The use of L2 or L1 distance metrics may limit PQMass's effectiveness, especially when the data resides on a complex manifold. These metrics may not capture meaningful differences in such cases, potentially leading to inaccurate assessments.

This is a great suggestion. To address this, we have decided to expand the discussion of the choice of the distance metric. We have added an extra appendix (Appendix G) to discuss this. In the extra experiments presented here, we have explored the performance of PQMass using 8 different common distance metrics. All metrics perform as expected, resulting in a $\chi^2$ distribution for the null test (Figure 20 and Figure 21, left panel) but show different amounts of sensitivity for differentiating two distinct distributions, as you pointed out. We also repeat the experiment in Section 3.3 -- adding noise to ImageNet -- with the same eight metrics. In Figure 20 we show that all metrics correctly result in the $\chi^2$ distribution for the null test. We also show the metrics as noise of different variance is added and showcase that the choice of metric will have an effect on results.

Note that although a suboptimal choice of distance metric could lead to a less informative statistic (in the sense that the test could potentially not differentiate two distributions with confidence), the test will not falsely rule out the null hypothesis. Our general suggestion is to use the Euclidean metric by default, but in cases where this metric is not sufficiently informative one could choose another appropriate metric, such as one defined in feature space.

Experimental evaluation mostly focus on synthetic data or standard datasets like MNIST and CIFAR-10. Testing on more complex, real-world datasets would strengthen PQMass’s claims about the performance of the proposal.

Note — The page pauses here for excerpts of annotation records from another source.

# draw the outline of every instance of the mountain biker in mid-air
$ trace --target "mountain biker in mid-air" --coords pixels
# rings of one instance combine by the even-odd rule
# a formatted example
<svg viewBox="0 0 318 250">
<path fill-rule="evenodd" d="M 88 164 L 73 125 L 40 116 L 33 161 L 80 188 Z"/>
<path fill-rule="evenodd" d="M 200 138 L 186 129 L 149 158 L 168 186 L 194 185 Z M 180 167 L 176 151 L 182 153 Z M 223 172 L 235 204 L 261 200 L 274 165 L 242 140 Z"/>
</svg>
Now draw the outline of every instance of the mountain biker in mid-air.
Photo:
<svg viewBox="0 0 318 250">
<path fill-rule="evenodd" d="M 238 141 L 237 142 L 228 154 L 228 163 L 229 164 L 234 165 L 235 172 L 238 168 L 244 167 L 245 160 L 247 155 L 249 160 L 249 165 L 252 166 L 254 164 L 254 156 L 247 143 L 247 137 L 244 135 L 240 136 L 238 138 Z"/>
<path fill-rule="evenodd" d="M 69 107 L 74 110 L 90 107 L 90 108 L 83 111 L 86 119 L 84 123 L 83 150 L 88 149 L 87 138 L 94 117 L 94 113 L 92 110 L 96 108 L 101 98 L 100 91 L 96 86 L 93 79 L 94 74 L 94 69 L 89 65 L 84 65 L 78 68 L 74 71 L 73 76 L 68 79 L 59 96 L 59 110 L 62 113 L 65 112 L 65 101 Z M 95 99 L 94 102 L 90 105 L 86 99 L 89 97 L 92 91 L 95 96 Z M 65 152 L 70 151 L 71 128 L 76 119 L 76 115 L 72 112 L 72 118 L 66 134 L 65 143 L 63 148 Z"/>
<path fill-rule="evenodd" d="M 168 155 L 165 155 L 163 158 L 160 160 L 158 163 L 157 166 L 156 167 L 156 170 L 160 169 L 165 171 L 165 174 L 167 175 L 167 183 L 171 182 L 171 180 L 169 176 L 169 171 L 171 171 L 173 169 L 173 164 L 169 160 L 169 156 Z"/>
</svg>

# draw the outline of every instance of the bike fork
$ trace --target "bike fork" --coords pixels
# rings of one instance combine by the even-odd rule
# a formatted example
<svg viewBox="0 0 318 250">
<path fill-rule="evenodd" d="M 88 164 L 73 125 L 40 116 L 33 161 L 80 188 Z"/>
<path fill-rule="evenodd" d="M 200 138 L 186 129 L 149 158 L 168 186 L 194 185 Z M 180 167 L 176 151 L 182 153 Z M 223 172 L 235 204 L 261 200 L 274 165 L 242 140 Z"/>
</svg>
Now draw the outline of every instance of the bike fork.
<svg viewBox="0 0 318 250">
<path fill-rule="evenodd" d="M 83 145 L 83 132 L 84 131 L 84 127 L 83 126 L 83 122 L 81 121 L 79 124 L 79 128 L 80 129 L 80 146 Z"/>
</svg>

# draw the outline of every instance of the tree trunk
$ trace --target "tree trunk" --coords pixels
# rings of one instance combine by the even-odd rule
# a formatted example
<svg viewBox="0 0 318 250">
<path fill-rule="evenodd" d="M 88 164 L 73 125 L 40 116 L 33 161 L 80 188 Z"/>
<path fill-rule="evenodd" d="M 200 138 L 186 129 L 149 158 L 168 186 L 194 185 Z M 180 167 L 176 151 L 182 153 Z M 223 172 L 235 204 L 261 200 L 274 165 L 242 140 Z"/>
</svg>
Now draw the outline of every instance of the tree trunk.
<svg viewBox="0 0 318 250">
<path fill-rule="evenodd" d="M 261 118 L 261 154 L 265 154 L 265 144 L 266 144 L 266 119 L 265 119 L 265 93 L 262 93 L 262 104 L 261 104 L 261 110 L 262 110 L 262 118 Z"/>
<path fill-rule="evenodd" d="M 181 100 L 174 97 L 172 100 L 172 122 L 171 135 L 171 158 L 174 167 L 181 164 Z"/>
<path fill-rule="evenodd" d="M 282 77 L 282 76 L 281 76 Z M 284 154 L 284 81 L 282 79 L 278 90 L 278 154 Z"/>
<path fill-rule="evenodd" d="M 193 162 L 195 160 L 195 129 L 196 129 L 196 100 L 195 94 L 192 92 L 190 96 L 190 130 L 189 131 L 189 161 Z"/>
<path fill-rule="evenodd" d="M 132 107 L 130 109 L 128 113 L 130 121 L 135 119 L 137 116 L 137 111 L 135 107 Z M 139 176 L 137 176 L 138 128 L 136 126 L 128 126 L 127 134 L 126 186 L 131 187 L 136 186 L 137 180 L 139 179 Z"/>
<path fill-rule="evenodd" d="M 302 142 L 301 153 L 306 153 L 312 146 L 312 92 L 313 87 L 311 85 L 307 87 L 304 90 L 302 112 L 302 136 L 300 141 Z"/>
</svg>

We also felt that standard datasets were not enough to test this method (though we would like to point out here that many competing methods were only tested on these benchmarks when introduced). This is why we included tests on higher-dimensional benchmarks like ImageNet and presented experiments on real-world complex datasets from the field of astrophysics and tabular census data. These can be found in Appendices F.3 and F.4, and we are happy to point to them more prominently in the main text.

Although the paper briefly addresses other data types, it primarily evaluates PQMass on image data. Expanding experiments to more complex, structured data (e.g., text or biological data) and analyzing the impact of different distance metrics in these contexts would help to better validate PQMass performance.

Again, other data types were added to the appendix due to space limitations (see Appendices F.2 and F.3). In addition, and in response to the referee's helpful suggestions, we have added a new experiment on protein sequences to Appendix F.5. We believe that this experiment addresses all three weaknesses addressed by the referee: It does not use the L2 distance metric, it is a complex real-world dataset, and uses complex, structured data.

I would like to hear authors' opinions about the detailed weaknesses of their proposal.

We tried our best to address the weaknesses we found in the limitations section (sec. 4). However, if the reviewer feels like there are any missing limitations in that section, we would be happy to add them.